Tuna fishing in the Northwest is a relatively new attraction, especially for sports fishermen and women, when compared to the long history of salmon and steelhead fishing. However, more and more anglers are joining the fleet of sport boats that head 20-75 miles off shore in search of the juvenile albacore tuna that make their way up the west coast every summer. Here are three different techniques for catching these silver and blue rockets that are equal parts feisty and tasty.
Fast Trolling- One of the most popular and accessible tactics for catching albacore tuna is trolling. Fast trolling is done at speeds between 6-9 knots, typically with pretty heavy gear. Lures commonly trolled at fast speeds include feather and rubber-skirted jigs or “clones,” large floating and diving plugs like Rapala’s X-Raps, and cedar plugs. Trolling uses a combination of the boat’s prop-wash and action created by the lures to simulate a commotion that tuna would associate with feeding. The tuna see the action and believe it is bait in the water and possibly other fish feeding on the bait, and come to the surface to bite the gear- this is commonly referred to as “raising fish.” Often, gear is deployed on standard fishing rods with heavy main line and leader, but anglers will also use gear on “hand lines,” which are typically 200 pound test blue cords. Troll gear must be heavy enough to withstand the force a 30 or 40 pound albacore exerts when it hits a lure going 8 knots in one direction as it swims full speed in the opposite direction. Fast trolling is an effective way to locate fish when it is difficult to find other signs of tuna being present, such as bait, debris on the water, jumping fish or diving birds.

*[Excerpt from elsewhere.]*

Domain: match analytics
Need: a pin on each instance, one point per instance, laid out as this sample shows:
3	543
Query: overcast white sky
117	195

Slow Trolling- At times during the season, conditions and fishing pressure cause the tuna to stop biting fast trolled gear. That may be because fast trolling does a bad job of imitating what the fish might be currently feeding on. Slowing down the troll is one way to change your presentation to try to incite a bite. Typically, this is done at speeds between 2-6 knots. While slow trolling it is better to focus on running plugs- cedar or the floating and diving variety, as well as “swimbaits.” Swimbaits are rubber fish threaded onto a lead-headed jig hook (often 2 ounces). These three lures all perform well at lower speeds, feather and skirted jigs are designed to skip across the surface at higher speeds and do not perform as well as the troll slows down. Likewise, the swimbaits that fish well at low speeds are less effective at high speeds.

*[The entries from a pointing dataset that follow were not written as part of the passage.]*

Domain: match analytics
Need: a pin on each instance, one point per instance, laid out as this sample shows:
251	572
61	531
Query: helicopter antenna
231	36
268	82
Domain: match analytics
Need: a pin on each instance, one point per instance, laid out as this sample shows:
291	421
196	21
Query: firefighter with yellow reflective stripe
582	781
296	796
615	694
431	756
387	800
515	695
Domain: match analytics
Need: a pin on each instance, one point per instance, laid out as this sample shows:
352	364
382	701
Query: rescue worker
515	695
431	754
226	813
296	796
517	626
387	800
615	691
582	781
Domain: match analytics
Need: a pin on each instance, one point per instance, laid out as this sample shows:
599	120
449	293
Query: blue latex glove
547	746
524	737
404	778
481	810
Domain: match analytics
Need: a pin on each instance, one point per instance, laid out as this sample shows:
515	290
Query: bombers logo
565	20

The Stop- Once you hook one or multiple fish on the troll or you simply find an area where you think tuna are schooled up, it is time to stop the boat and fish with the ocean’s drift. Typically, the best way to start a stop is to hook two or more fish on the troll, attempt to raise the school of tuna towards the boat, and then use a variety of methods to keep them there as you hook and land more fish. A common way to attract fish to the boat is chumming. Most boats use a combination of live and dead baitfish thrown in the water to help draw fish towards the boat. If the fish are not near the surface, vertical jigging is a good way to draw them up. Vertical jigging employs metal cylindrical, square, diamond or flat-sided jigs, also called “iron” that are dropped straight below the boat to just below whatever depth the tuna are believed to be holding, and then retrieved with an erratic jigging motion. While this is being done, other fishermen will often cast and retrieve swimbaits, which fish much closer to the surface. A swim bait rod can also be casted, and then placed in a rod holder, where the action of the ocean swells help keep the swimbait looking lively. Whether it is the fish hooked on the troll, or a fish hooked on the stop, it is important to try to keep one fish in the water while others attempt to entice another bite. The hooked fish in the water helps attract other tuna to the area. Live bait is the other tactic typically used on stops. Once the school of fish is near the surface, a live baitfish can be hooked onto the line, and then free-spooled to allow the fish to swim away. The angler can assist in pulling line off the reel, finding the balance between allowing the bait fish to swim away from the boat, and having too much slack in the line. When a tuna zeroes in on the bait fish and picks it up, line will start to peel quickly off the reel. Slowly engaging the drag buries the hook into to tuna’s mouth and the battle is on!
Because Oregon and Washington currently have no limit on number of rods in the water per angler, and tuna often feed in schools, tuna fishing often results in situations where every person in the boat has a fish on. Sometimes, there are more fish on than there are anglers to retrieve them. That is the joy of tuna fishing! Go out prepared to attract and catch tuna with a whole arsenal of options, because you never know what they might be interested in on a particular day.